ならずものになろう

少しは教育について話してみたくなりました。書き続けて考え続けてみたい。

ならずものになろう

U-18アーティストコンテストだって

デジタルハリウッド大学が主催する「U-18アーティストコンテスト2026」で、従来の3DCG・イラスト・映像の3部門に加えて、エキシビションとして「AI作品部門」(動画)が新設されるという。

prtimes.jp

応募締切は2026年7月7日とのこと。なかなか興味深い動きである。

「エキシビション」という距離の取り方

注目したいのは、AI作品部門がグランプリ選考の対象外になっているということ。つまり、他の部門と完全に同じ土俵に並べているわけではない。「お試し」「実験」のための枠が作られている。

これは賢明な判断ではないかと思う。

生成AIによる動画作品をどう評価するか、何を評価軸とするか、評価する側もまだ手探りの段階だろう。そういうなかで通常の競技として既存部門と並列に置いてしまうと、評価する側の準備が追いつかないまま「順位」だけが独り歩きしてしまう恐れがある。

エキシビションとして一段距離を置きながら、まずは応募作品や応募者の動向を見て、知見を積み重ねていく。手堅い設計の仕方なのである。

年齢制限という見落とされがちな現実

ただ、安易に「AIで動画を作ろう」と呼びかけてしまうわけにもいかない事情がある。

主要な動画生成AIサービスの多くは、利用規約で18歳以上を求めていたり、未成年の場合は保護者の同意を必要としていたりする。サービスごとに条件が異なり、しかも頻繁に変わる。

それは決して「使うな」という話ではない。

ツールを選ぶ段階で、利用規約をきちんと読む。入力したデータがどう扱われるかを確認する。生成物の権利関係を理解する。指導者や保護者がどう関わるかを話し合う……。

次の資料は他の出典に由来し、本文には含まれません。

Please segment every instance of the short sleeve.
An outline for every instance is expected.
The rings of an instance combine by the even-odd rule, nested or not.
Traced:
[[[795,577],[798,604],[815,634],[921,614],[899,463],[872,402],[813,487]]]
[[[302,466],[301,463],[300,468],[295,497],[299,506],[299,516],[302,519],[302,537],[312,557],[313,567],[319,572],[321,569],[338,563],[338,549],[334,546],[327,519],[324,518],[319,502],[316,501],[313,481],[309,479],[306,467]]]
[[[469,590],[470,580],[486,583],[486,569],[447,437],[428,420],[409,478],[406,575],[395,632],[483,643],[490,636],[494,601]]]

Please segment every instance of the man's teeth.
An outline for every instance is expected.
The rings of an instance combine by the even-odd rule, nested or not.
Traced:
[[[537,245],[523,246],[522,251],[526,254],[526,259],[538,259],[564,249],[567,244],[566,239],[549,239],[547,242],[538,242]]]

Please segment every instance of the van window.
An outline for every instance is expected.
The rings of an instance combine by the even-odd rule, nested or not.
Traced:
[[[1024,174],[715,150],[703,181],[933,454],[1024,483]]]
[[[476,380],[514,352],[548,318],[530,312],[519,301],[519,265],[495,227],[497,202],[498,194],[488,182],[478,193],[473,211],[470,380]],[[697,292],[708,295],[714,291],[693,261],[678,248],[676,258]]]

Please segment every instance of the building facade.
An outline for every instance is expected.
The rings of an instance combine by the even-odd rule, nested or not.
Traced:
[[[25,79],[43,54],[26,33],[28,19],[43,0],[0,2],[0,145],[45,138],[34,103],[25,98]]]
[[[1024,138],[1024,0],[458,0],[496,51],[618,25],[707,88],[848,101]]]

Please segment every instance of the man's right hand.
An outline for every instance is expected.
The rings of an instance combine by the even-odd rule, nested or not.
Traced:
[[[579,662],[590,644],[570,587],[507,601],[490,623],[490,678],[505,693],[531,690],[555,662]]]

動画生成AIを使うというのは、ただ派手な映像を出力する話ではなくて、こうした周辺の知識と判断とがセットになって初めて成り立つ。

学校の課題や部活動での制作物も応募可能と謳われている以上、現場でそういう手続きを丁寧にやっていく必要があるだろう。

「使ってみたい」と思った瞬間にすぐ使えるわけではない、そのもどかしさも含めて取り組むということだ。

で、何を競っているのだろうか

そして、ここがいちばん悩むところなのだが——AIを駆使した作品をコンクールで競わせるとき、いったい何を競っているのだろうか。

批判とかではなくて、純粋に自分の中の問いである。

プロンプトを書く言語化能力なのか。ツール選定と組み合わせの妙なのか。

最終的な映像としての完成度なのか。「アイデアと表現力の総合」と言ってしまうのは簡単なのだけれど、それなら既存の映像部門と何が違うのかという問題が出てくる。

わざわざ独立させたということは、AIを前面に出すことに固有の評価軸があるはずなのである。

でも、それが何なのかは、自分には、まだ言語化されていない。

「AIを使うこと」自体が新しいうちは、それを使えたというだけで価値が認められる時期がある。だが、それはじきに終わる。

そのあとに残るのは、結局のところ「で、何が面白いのか」「何に心が動かされるのか」という素朴な問いなのだろう。

AIを使わなければ作れなかった表現があるのか、それともAIで作りやすくなっただけの既視感のある表現に終始するのか。

そこを見極める眼が、評価する側にも、作る側にも問われていく。

それでも場が開かれることの意味

競うことそのものが目的化してしまうことは避けたいところだ。

けれども、こうした場が用意されることで、若い世代が「とにかくやってみる」契機になるのは悪くない。エキシビションという慎重な枠組みのなかで、応募者も主催者も一緒に試行錯誤するというのが、いまの段階での誠実なあり方なのだろう。

自分たちが何を見ているのか、何を価値だと思っているのか。

それを問い続けながら向き合うことが、結局のところ作品を出す側にとっても、見る側にとっても、いちばんの学びになるのではないだろうかと思うのである。